Simon Brebner, CEO of Peterhead Port Authority, said it is “frustrating” the region is still awaiting go-ahead for the carbon capture utilisation and storage scheme, mooted to deliver thousands of jobs for the area.
It comes after Jeremy Hunt confirmed a £20bn package of support for CCUS (carbon capture, utilisation and storage) developments, but no further detail specifically on the Acorn scheme which needs funding to kick off.
Mr Brebner welcomed the broader support for the low-carbon technology, but said the Treasury needs to move at pace for Acorn.
“There is much to be welcomed in the Chancellor’s Spring budget, but, as ever, the devil is in the detail and we are still – frustratingly – awaiting confirmation of the go-ahead for Scotland’s much-needed and praised Carbon Capture project that will be centred around St Fergus here in the North-east of Scotland.
“There needs to be swift progress on this project before other nations steal a march on us and we begin to lose the skills and capital in place that will bring much-needed investment and jobs, as well as the opportunity to help de-carbonise the UK.
Acorn is mooted to deliver 21,000 jobs in its first phase, storing 5-6 million tonnes of CO2 under the North Sea in a depleted gas field.
Chancellor confirms £20bn CCS package – but Acorn backers must continue wait
The Treasury said details on funding for “Track 2” clusters, which Acorn is hopeful of attaining, will be announced “shortly”.
In the Budget, the Chancellor said the £20bn will support “early development of carbon, capture, usage and storage, starting with projects from our East Coast to Merseyside to North Wales.”
Mr Brebner said the region has “waited too long for this as it is” for Acorn CCS, which is to be based at the nearby St Fergus gas plant.
Peterhead has been trying to get a CCS development up and running since 2007 but has repeatedly faced roadblocks, some of which at advanced stages when projects were awaiting greenlight.
Mr Brebner also noted the Chancellor’s pledge of a new Scottish investment zone on top of 12 others across England.
These “growth clusters” will have tax benefits, similar to freeports, and access to funding worth £80m over five years.
That comes as the Office for Budget Responsibility noted that the North Sea is expected to deliver £11bn in tax receipts to the Exchequer in the 2022 financial year.
Mr Brebner said the north-east is a key region for the support.
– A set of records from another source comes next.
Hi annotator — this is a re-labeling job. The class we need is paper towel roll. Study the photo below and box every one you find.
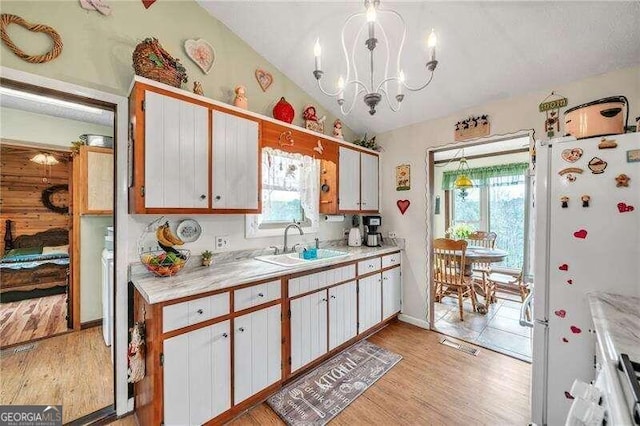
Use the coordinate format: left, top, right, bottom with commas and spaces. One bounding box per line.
324, 215, 345, 222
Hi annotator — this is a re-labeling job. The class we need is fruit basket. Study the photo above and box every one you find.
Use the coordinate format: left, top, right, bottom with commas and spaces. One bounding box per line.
140, 249, 190, 277
138, 216, 190, 278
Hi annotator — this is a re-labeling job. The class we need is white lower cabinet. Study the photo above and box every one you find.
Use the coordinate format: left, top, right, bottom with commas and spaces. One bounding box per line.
234, 304, 282, 405
358, 274, 382, 334
328, 281, 357, 350
163, 321, 231, 425
382, 267, 402, 320
290, 291, 328, 372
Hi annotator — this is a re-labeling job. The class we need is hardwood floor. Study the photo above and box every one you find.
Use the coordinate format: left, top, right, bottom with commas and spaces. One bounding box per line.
110, 321, 531, 426
0, 326, 114, 424
0, 293, 68, 348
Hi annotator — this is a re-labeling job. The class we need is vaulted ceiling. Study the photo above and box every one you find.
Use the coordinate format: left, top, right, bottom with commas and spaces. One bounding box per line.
199, 1, 640, 135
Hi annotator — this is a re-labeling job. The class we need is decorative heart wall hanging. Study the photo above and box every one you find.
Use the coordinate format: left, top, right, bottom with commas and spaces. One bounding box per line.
79, 0, 112, 16
0, 14, 63, 64
573, 229, 588, 239
397, 200, 410, 215
184, 39, 215, 74
141, 0, 156, 9
255, 69, 273, 92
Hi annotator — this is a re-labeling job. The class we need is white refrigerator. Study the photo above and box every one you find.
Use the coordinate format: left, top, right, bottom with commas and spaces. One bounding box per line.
528, 132, 640, 425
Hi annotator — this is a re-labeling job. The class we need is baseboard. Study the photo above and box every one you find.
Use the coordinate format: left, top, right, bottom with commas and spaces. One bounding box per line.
398, 314, 430, 330
81, 318, 103, 329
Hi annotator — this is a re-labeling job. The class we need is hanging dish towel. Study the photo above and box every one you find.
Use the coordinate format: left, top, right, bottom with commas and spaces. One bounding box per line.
127, 321, 146, 384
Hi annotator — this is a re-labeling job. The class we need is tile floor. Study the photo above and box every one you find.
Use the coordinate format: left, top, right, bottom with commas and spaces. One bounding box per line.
433, 294, 532, 362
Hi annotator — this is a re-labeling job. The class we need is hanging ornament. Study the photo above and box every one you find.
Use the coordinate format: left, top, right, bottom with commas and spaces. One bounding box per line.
539, 91, 568, 139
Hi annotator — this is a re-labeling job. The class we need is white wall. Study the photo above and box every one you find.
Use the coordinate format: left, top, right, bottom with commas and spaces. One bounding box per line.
80, 216, 112, 323
0, 107, 113, 148
377, 65, 640, 325
433, 151, 529, 238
“We’re keen to hear more about the potential for an investment zone for Scotland as announced by the Chancellor – the region is the engine room of UK PLC, not to mention a huge provider of tax receipts, and we should be at the heart of the nation’s shift towards a lower carbon economy while ensuring we retain our energy security and the undoubted benefits oil and gas bring to the world.”